Con junio llega el final del curso y, con él, el momento de hacer
un alto en el camino para reflexionar sobre todo lo aprendido durante estos meses y sobre lo que
se ha quedado en el tintero o no salió según lo planeado.
Un fin de curso distinto y distante; un fin de curso triste,
con las aulas vacías de antemano, y sin la música en el patio; música de
vuestras voces, de vuestros juegos, de vuestras risas.

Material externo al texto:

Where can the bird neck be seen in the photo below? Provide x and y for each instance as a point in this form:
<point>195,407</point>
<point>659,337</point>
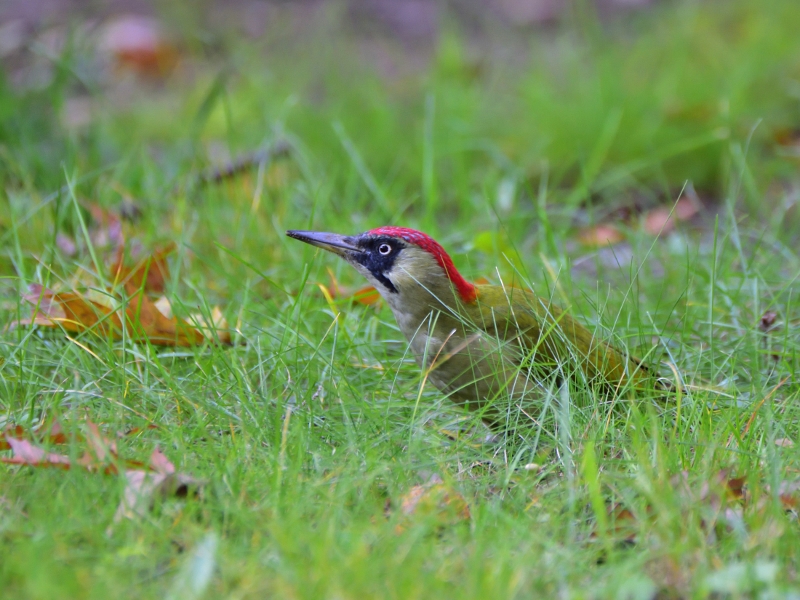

Pero si hay algo que aprendes con los años, es que no hay
que dejar pasar ninguna oportunidad y ningún motivo para dar las gracias; que
de cada experiencia que te da la vida, hay que sacar una enseñanza que hay que
aprender a valorar.
Este año me tocó estrenarme en el cole. Nuevos alumnos,
nuevos compañeros. Eran muchas las ilusiones y expectativas que llevaba en mi mochila y, aunque muchas de
ellas hayan podido quedarse en el aire, otras se han materializado a través del
trabajo en equipo, de buenos ratos en compañía de mi nueva comunidad, de la
empatía en momentos difíciles, y del cariño en tantas situaciones entrañables.
Doy gracias por el acogimiento recibido por parte de las
familias de mis alumnos, cada una con sus realidades y distintas situaciones. Me
siento feliz de haberlas podido ayudar, y de haber recibido su apoyo, sobre
todo con el trabajo de estos últimos meses. Doy gracias por su ayuda, su
esfuerzo y su papel de maestros, porque sin
su colaboración y dedicación no hubiera sido posible.
Agradezco el haber sido el maestro de veintitrés niños riquísimos
a cual más, que me han sacado risas, que me han sacado lágrimas, que me han
emocionado en cada proyecto, en cada trabajo, en cada abrazo, en cada
reencuentro. Y aunque escucharlos y entenderlos a través de una pantalla, haga
que se pierda la magia que tiene la escuela, agradezco el haber podido mantener
el contacto con ellos de la manera más cercana posible en estos momentos.
Y esperaré la vuelta en que podamos reencontrarnos, en que podamos abrazarnos, en que
podamos recuperar aquellos besos que no se dieron.